Place the three structLog fixture JSONs alongside their integration tests in the project's standard test crate (test/tests/levm/fixtures/) instead of cmd/ethrex/tests/fixtures/. Updates the loader path in struct_log_tracer_tests.rs and the regen-script doc comments.

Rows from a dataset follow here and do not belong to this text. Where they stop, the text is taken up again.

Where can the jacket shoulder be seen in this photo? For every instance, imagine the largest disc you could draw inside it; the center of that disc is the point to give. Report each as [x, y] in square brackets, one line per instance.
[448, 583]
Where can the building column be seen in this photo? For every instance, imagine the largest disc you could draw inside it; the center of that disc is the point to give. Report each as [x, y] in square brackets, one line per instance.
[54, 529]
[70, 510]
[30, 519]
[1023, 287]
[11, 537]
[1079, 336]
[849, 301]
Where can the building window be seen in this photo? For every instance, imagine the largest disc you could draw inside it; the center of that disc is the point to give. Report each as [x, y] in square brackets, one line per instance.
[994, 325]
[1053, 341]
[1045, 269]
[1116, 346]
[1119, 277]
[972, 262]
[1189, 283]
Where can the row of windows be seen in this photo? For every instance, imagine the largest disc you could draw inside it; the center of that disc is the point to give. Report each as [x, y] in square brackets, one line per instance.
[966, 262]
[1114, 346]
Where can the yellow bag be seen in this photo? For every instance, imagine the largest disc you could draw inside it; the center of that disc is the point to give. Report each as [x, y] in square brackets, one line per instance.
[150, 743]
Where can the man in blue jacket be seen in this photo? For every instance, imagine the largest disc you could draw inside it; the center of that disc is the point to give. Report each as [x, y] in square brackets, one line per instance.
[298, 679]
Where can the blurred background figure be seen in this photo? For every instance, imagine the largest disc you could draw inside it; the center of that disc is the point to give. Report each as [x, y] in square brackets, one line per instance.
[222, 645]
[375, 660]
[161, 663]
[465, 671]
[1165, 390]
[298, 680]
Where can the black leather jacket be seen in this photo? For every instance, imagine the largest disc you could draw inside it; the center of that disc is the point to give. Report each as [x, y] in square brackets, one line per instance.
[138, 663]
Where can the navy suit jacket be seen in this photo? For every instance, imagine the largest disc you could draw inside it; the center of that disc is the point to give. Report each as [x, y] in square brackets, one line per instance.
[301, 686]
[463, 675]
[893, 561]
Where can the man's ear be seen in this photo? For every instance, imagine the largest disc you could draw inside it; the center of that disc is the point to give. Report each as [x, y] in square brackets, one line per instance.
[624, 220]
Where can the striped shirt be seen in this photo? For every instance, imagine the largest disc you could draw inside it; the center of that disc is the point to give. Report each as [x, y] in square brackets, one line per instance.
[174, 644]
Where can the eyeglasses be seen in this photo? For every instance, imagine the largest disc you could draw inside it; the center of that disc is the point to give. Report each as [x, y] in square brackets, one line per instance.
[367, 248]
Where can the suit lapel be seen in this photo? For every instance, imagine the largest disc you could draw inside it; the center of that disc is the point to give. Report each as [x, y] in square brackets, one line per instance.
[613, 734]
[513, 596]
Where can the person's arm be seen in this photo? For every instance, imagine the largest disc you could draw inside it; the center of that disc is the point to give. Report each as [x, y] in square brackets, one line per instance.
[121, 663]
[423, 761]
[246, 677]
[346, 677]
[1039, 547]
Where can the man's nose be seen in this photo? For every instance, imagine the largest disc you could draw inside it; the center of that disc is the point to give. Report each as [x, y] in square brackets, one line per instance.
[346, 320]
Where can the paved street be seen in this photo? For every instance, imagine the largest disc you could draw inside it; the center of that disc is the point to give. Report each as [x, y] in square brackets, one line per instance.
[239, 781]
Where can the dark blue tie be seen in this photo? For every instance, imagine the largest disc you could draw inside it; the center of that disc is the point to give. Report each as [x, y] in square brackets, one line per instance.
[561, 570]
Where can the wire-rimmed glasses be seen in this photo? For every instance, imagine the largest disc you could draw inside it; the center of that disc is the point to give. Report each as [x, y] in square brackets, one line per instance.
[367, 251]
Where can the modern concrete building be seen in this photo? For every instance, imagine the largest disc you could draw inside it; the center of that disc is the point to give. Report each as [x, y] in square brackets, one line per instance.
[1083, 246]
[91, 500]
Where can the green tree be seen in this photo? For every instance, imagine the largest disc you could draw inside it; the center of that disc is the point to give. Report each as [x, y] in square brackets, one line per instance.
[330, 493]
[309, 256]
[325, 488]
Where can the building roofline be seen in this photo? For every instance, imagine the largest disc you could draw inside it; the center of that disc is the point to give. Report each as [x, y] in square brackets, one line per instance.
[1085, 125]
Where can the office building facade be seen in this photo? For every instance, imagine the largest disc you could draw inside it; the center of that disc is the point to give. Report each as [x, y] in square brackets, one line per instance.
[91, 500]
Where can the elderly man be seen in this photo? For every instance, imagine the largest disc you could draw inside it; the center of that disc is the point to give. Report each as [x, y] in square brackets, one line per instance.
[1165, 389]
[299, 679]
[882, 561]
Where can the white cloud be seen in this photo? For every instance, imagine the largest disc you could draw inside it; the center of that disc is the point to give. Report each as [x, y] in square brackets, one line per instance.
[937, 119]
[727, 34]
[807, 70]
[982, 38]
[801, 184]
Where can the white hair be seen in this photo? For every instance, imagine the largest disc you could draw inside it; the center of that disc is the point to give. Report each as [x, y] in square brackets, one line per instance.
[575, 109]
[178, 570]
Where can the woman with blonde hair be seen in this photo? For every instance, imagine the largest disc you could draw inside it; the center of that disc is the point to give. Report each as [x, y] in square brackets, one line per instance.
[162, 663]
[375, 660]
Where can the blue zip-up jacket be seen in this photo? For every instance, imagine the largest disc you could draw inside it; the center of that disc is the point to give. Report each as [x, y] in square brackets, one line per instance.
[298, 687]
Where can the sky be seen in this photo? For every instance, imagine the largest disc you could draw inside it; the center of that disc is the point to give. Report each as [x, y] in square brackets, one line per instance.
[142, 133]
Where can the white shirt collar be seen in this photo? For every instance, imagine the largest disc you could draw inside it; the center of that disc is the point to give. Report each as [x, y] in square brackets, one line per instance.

Wire-format rules and per-opcode capture semantics are already pinned by the 26 unit tests in ethrex-common and the 2 LEVM unit tests. The three JSON fixtures + gen helper + geth-targeted shell script added ~600 LoC of snapshot machinery for end-to-end coverage that one focused smoke test can provide. The smoke test exercises the full RPC pipeline (`LEVM::trace_tx_struct_log` -> `serde_json::to_value`) on a `PUSH1 PUSH1 SSTORE STOP` program and asserts the resulting JSON has the EIP-3155 strict wrapper (`pass`/`gasUsed`/`output`/`structLogs`) and per-step shape (numeric `op`, `opName`, hex `gas`/`gasCost`/`refund`, always-present `returnData`/`memSize`, single-entry `storage` on SSTORE). Removes: - test/tests/levm/fixtures/*.json (3 files) - test/tests/levm/struct_log_fixture_gen.rs - tooling/scripts/gen_structlog_fixtures.sh (geth comparison script, obsolete after the move to EIP-3155 strict)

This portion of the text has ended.